Au Québec, les couples de même sexe ont le droit de se marier depuis 2004. En effet, avant cette date, seule l’union civile, instaurée en 2002, donnait des droits et des obligations très similaires au mariage civil, mais avec quelques distinctions. L’union civile a été créée avant tout pour offrir aux couples de même sexe une reconnaissance juridique équivalente au mariage, à une époque où cela leur était interdite. Un jugement de la Cour supérieure du Québec a donc invalidé les dispositions législatives qui interdisaient l’accès au mariage pour les couples de même sexe. À l’échelle canadienne, ce droit a été consacré en 2005 avec l’adoption de la Loi sur le mariage civil, garantissant ainsi le droit au mariage peu importe l’orientation sexuelle des couples.
Aujourd’hui, les époux, peu importe leur orientation sexuelle, ont le droit de s’unir civilement ou de se marier, et ils sont assujettis aux mêmes droits, devoirs et obligations que tous les autres époux. Cependant, malgré cette reconnaissance juridique établie depuis plus de vingt ans, le droit au mariage homosexuel comporte encore quelques limites et les couples de même sexe peuvent être confrontés à certains obstacles.

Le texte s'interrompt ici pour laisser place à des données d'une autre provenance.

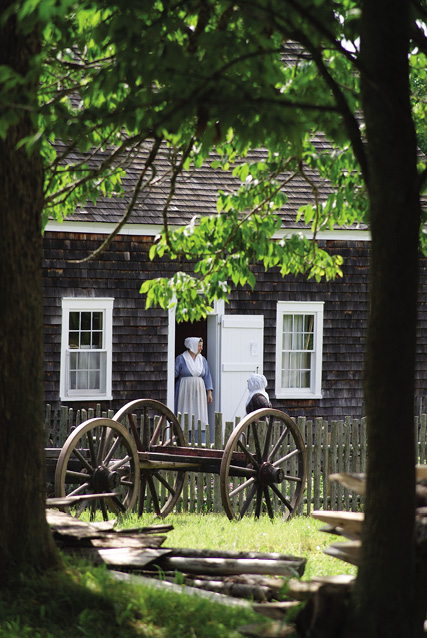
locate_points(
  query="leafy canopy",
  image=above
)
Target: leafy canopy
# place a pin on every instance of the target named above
(121, 80)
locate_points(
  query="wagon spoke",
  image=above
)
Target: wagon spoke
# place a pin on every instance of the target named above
(269, 424)
(83, 460)
(241, 487)
(80, 476)
(268, 502)
(79, 489)
(248, 500)
(256, 441)
(295, 479)
(235, 470)
(282, 498)
(135, 433)
(154, 496)
(157, 430)
(285, 458)
(250, 456)
(164, 482)
(120, 508)
(277, 445)
(142, 487)
(81, 507)
(117, 464)
(101, 446)
(258, 501)
(145, 429)
(104, 510)
(111, 451)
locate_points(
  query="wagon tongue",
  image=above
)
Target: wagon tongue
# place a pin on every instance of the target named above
(103, 480)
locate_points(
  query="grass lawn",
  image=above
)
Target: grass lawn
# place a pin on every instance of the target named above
(85, 601)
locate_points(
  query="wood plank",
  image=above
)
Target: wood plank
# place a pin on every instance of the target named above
(67, 525)
(347, 523)
(181, 589)
(347, 552)
(421, 472)
(123, 557)
(355, 482)
(114, 541)
(226, 566)
(276, 610)
(67, 501)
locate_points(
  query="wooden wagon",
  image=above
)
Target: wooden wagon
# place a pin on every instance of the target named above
(140, 455)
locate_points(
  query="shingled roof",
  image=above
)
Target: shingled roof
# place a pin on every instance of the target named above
(196, 192)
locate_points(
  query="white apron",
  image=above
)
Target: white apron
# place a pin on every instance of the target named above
(192, 400)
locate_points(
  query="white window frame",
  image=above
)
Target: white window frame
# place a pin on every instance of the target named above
(314, 308)
(92, 304)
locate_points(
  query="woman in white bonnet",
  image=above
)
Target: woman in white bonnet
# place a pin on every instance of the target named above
(193, 387)
(258, 397)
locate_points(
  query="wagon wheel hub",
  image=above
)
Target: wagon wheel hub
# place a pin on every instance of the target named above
(103, 480)
(268, 474)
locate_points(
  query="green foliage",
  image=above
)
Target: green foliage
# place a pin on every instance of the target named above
(114, 77)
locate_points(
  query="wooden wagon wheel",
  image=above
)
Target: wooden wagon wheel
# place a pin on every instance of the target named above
(99, 457)
(264, 466)
(154, 427)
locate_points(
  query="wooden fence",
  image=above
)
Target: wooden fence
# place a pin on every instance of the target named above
(335, 446)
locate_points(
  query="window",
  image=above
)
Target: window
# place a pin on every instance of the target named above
(86, 350)
(299, 332)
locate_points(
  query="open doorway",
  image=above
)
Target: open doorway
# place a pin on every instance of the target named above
(190, 329)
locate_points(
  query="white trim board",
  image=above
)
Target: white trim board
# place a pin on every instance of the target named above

D’une part, un couple de même sexe qui souhaite célébrer un mariage religieux peut être confronté à un refus. En effet, la loi reconnaît aux ministres du culte la liberté de refuser de célébrer un mariage qui serait contraire à leurs convictions religieuses. Ainsi, un prêtre catholique pourrait refuser de célébrer un mariage entre conjoints de même sexe. Toutefois, un célébrant laïc ne peut refuser de procéder à un mariage pour ce motif.
D’autre part, bien qu’un mariage entre personnes de même sexe soit pleinement valide au Québec et au Canada, il peut ne pas être reconnu à l’étranger. En effet, à l’échelle mondiale, le mariage entre conjoints de même sexe est pleinement reconnu dans seulement 37 pays, et partiellement reconnu dans 35 pays. À l’opposé, l’homosexualité constitue un crime dans 65 pays à travers le monde. Ainsi, un couple marié au Canada qui s’installe dans l’un de ces pays pourrait voir son mariage privé de reconnaissance juridique.